Die Bundesautobahn A 9 Nürnberg - München stellt für den Straßenverkehr in Bayern die wichtigste Nord-Süd-Achse dar und ist bereits heute eine der am stärksten befahrenen Autobahnen Deutschlands. Da nach einer vorliegenden Verkehrsprognose das Verkehrsaufkommen auch zukünftig weiter ansteigen wird, plante die Autobahndirektion Südbayern zwischen Allershausen und dem Autobahnkreuz Holledau in einem weiteren Teilbereich die temporäre Freigabe der vorhandenen Seitenstreifen als Sofortlösung zu realisieren (Bauabschnitt II-1 - Nord).

Dieser Abschnitt erstreckt sich in nördlicher Fahrtrichtung von Str.-km 481,250 bis Str.-km 497,555. Die bauliche Umsetzung des oben genannten Projektes erfolgte unter äußerst straffen zeitlichen Vorgaben. Daher wurde vorgesehen, dass die Bauarbeiten größtenteils im 24 h-Betrieb und 7 Tage pro Woche durchgeführt wurden.

 

Projekt wurde fertiggestellt

Die Bauarbeiten wurden termingerecht zum 2. Oktober 2014 beendet. Seit Sonntag, 12. Oktober 2014 ist die Verkehrsführung in beiden Fahrtrichtungen komplett abgebaut. Somit konnte die Baumaßnahme in Rekordzeit und planmäßig abgeschlossen werden.
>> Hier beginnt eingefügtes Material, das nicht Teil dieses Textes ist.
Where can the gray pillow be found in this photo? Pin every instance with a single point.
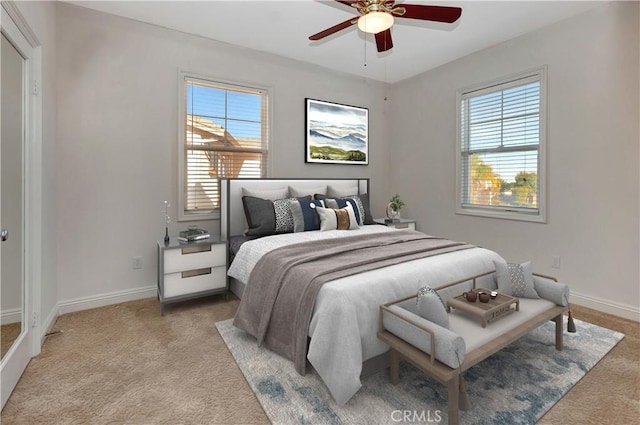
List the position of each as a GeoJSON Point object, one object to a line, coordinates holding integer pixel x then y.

Im nächsten Jahr wird die Fahrbahn in Fahrtrichtung München nach dem gleichen System erneuert und für die Seitenstreifenfreigabe vorbereitet.

 

ZDF-Reportage "Die Staumacher", A 9

Am Sonntag, 21. September 2014 zeigte die "ZDF.reportage" den Bericht "Die Staumacher". Bei dem Bericht wurde hinter die Kulissen der Großbaustelle A 9 vor München geblickt und zeigt, wie hart der Job der "Staumacher" ist: 24 Stunden am Tag, Maloche rund um die Uhr.
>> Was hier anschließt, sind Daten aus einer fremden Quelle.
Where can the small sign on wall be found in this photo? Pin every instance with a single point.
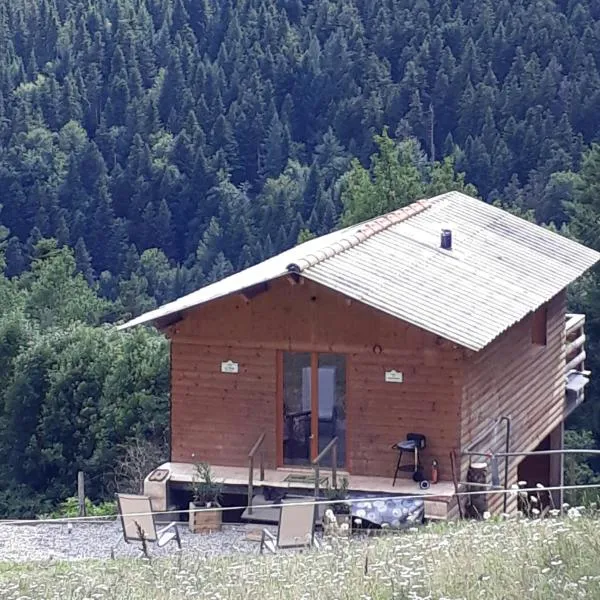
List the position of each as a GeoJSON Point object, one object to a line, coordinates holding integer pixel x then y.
{"type": "Point", "coordinates": [394, 376]}
{"type": "Point", "coordinates": [230, 367]}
http://www.zdf.de/ZDFmediathek#/beitrag/video/2238824/Die-Staumacher

 

Minister Herrmann besichtigt Nachtbaustelle der A 9

Anfang August informierte Bau- und Verkehrsminister Joachim Herrmann bei einem Besuch an der Nachtbaustelle am Autobahnparkplatz Eichfeld über das aktuelle Baugeschehen an der Großbaustelle A 9 zwischen Allershausen und dem Autobahndreieck Holledau. Der Autobahnabschnitt werde mit einer Anlage zur temporären Seitenstreifenfreigabe in Spitzenverkehrszeiten ausgestattet, um die Stauanfälligkeit zu minimieren, so der Minister. Auf diese Weise wird die stark belastete Autobahn, die täglich von bis zu 150.000 Fahrzeugen frequentiert wird, bis zum geplanten achtstreifigen Ausbau deutlich entlastet.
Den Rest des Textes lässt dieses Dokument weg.